Rashford B.S.,University of Wyoming |
Walker J.A.,Ducks Unlimited Inc. |
Bastian C.T.,University of Wyoming
Conservation Biology | Year: 2011
Much of the remaining grassland, particularly in North America, is privately owned, and its conversion to cultivated cropland is largely driven by economics. An understanding of why landowners convert grassland to cropland could facilitate more effective design of grassland-conservation programs. We built an empirical model of land-use change in the Prairie Pothole Region (north-central United States) to estimate the probability of grassland conversion to alternative agricultural land uses, including cultivated crops. Conversion was largely driven by landscape characteristics and the economic returns of alternative uses.
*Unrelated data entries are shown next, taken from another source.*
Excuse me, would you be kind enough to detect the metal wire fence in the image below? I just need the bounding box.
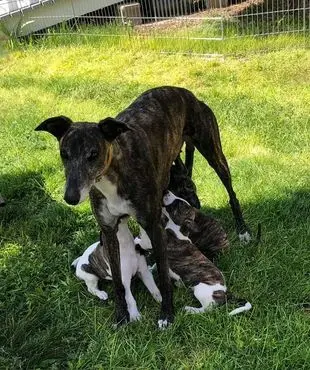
[0,0,310,47]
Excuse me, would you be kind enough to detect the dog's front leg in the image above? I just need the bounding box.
[90,189,129,325]
[144,209,174,329]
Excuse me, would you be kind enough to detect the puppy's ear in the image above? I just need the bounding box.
[98,117,130,142]
[35,116,72,141]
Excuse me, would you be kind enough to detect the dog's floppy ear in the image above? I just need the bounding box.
[35,116,72,141]
[98,117,130,141]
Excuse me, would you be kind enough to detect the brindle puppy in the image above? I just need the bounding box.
[163,185,229,260]
[162,192,252,315]
[36,86,250,328]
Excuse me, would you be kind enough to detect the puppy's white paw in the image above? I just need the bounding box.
[239,231,251,244]
[174,279,184,288]
[152,291,163,303]
[158,319,169,330]
[184,306,201,313]
[96,290,108,301]
[129,310,142,322]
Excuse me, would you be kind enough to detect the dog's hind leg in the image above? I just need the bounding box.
[137,208,174,329]
[184,283,226,313]
[122,269,141,322]
[185,141,195,178]
[76,265,108,301]
[193,106,250,243]
[138,256,162,302]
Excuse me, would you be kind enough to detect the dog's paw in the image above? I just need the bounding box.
[157,316,173,330]
[157,319,170,330]
[174,279,184,288]
[113,308,130,328]
[238,231,251,244]
[184,306,201,313]
[129,310,142,322]
[96,290,108,301]
[152,291,163,303]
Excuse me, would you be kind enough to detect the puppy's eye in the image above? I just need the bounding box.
[87,150,99,162]
[60,149,69,160]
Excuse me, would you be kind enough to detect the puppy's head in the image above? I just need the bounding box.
[35,116,129,205]
[162,190,196,236]
[168,156,200,209]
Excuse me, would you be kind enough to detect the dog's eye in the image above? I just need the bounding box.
[87,150,99,162]
[60,150,69,160]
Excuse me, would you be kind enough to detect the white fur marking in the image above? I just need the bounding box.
[163,190,190,206]
[186,283,227,313]
[136,226,152,250]
[162,208,192,243]
[239,231,251,244]
[95,176,135,216]
[228,302,252,316]
[158,320,168,330]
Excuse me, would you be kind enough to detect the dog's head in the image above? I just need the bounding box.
[168,157,200,209]
[35,116,129,205]
[162,191,196,236]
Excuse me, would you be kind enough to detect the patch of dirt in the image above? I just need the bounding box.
[134,0,264,35]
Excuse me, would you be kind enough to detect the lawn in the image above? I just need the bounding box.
[0,36,310,369]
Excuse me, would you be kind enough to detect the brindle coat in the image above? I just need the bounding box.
[36,86,246,325]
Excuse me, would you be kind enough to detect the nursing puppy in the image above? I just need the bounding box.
[162,192,252,315]
[72,217,162,321]
[164,160,229,260]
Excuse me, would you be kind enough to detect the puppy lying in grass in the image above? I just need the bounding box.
[72,217,162,321]
[157,191,252,315]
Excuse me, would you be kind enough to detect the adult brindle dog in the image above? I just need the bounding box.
[36,86,248,327]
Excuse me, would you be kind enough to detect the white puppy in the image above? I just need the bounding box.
[72,217,162,321]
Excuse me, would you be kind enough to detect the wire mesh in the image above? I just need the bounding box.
[0,0,310,45]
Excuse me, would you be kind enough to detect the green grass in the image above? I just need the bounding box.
[0,39,310,369]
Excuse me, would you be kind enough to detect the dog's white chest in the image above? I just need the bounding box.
[95,177,134,216]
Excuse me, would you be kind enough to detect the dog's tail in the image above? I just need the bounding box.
[71,257,81,269]
[226,292,252,316]
[254,222,262,247]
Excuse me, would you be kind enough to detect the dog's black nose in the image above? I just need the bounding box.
[64,190,80,206]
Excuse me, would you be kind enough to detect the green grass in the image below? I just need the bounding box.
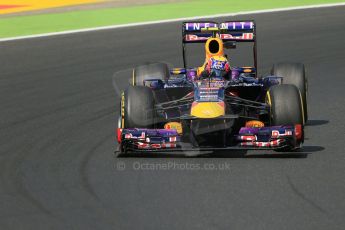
[0,0,344,38]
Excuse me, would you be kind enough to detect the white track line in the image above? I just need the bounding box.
[0,2,345,42]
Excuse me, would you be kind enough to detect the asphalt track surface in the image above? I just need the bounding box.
[0,7,345,230]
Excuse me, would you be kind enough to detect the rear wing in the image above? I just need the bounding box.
[182,20,257,72]
[182,21,256,43]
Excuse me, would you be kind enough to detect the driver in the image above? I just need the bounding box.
[199,55,231,79]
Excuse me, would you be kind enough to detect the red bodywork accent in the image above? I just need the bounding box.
[295,124,303,141]
[117,128,122,144]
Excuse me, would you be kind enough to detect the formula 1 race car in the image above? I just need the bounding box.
[117,21,308,153]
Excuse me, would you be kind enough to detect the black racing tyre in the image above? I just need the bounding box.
[271,63,308,123]
[133,63,170,86]
[121,86,154,128]
[266,85,303,125]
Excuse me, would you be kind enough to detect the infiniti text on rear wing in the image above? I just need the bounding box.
[182,21,256,43]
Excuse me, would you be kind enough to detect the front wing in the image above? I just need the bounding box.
[117,125,303,152]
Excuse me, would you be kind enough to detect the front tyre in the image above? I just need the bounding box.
[271,63,308,123]
[121,86,154,128]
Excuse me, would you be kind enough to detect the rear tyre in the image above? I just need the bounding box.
[133,63,170,86]
[266,85,304,152]
[121,86,154,128]
[266,85,303,125]
[271,63,308,123]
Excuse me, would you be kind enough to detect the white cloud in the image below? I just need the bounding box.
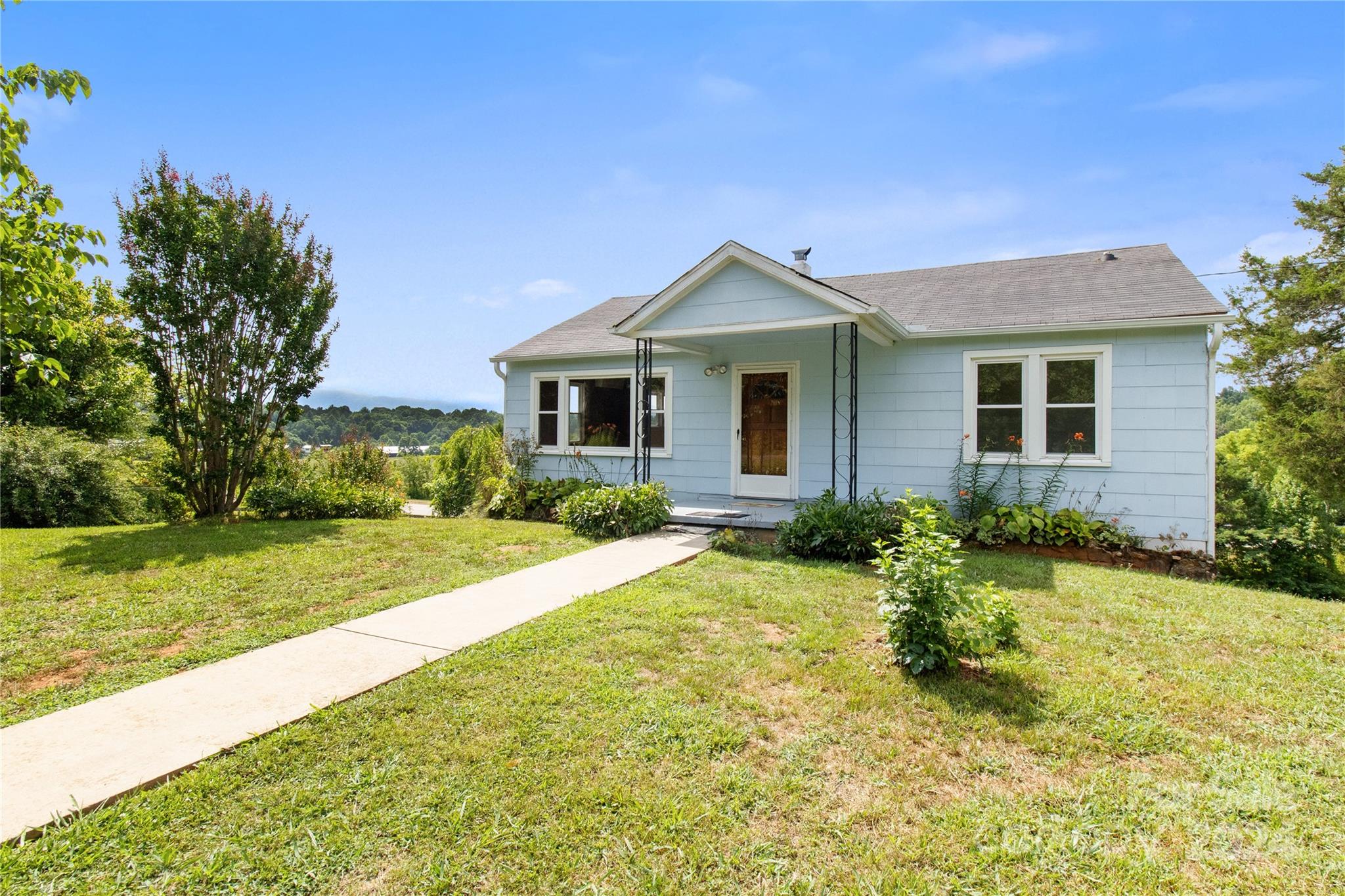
[463,277,579,308]
[588,168,663,202]
[463,293,514,314]
[1197,230,1317,272]
[518,278,577,298]
[9,91,83,133]
[1136,78,1317,112]
[695,75,757,104]
[920,31,1090,78]
[1069,165,1127,184]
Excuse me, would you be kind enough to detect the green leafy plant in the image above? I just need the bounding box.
[0,423,167,526]
[430,426,510,516]
[706,525,756,556]
[0,62,108,387]
[558,482,672,539]
[775,489,901,563]
[246,439,406,520]
[974,503,1138,547]
[1214,433,1345,599]
[116,153,336,517]
[523,477,601,520]
[950,433,1009,520]
[871,492,1018,674]
[393,454,435,501]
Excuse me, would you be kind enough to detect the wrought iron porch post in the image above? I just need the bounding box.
[634,339,653,482]
[831,324,860,503]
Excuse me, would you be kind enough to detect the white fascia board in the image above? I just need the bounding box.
[608,239,874,336]
[906,314,1236,339]
[485,343,688,364]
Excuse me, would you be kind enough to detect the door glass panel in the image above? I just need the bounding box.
[739,371,789,475]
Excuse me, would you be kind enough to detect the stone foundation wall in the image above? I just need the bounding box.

Our estimate of the probability of grassland conversion to cultivated crops (1.33% on average from 1979 to 1997) was higher than past estimates (0.4%). Our model also predicted that grassland-conversion probabilities will increase if agricultural commodity prices continue to follow the trends observed from 2001 to 2006 (0.93% probability of grassland conversion to cultivated crops in 2006 to 1.5% in 2011). Thus, nearly 121 million ha (30 million acres) of grassland could be converted by 2011. Conversion probabilities, however, are spatially heterogeneous (range 0.2% to 3%), depending on characteristics of a parcel (e.g., soil quality and economic returns). Grassland parcels with relatively high-quality land for agricultural production are more likely to be converted to cultivated crops than lower-quality parcels and are more responsive to changes in the economic returns on alternative agricultural land uses (i.e., conversion probability increases by a larger magnitude for high-quality parcels when economics returns to alternative uses increase). Our results suggest that grassland conservation programs could be proactively targeted toward high-risk parcels by anticipating changes in economic returns, such as could occur if a new biofuel processing plant were to be built in an area. ©2010 Society for Conservation Biology.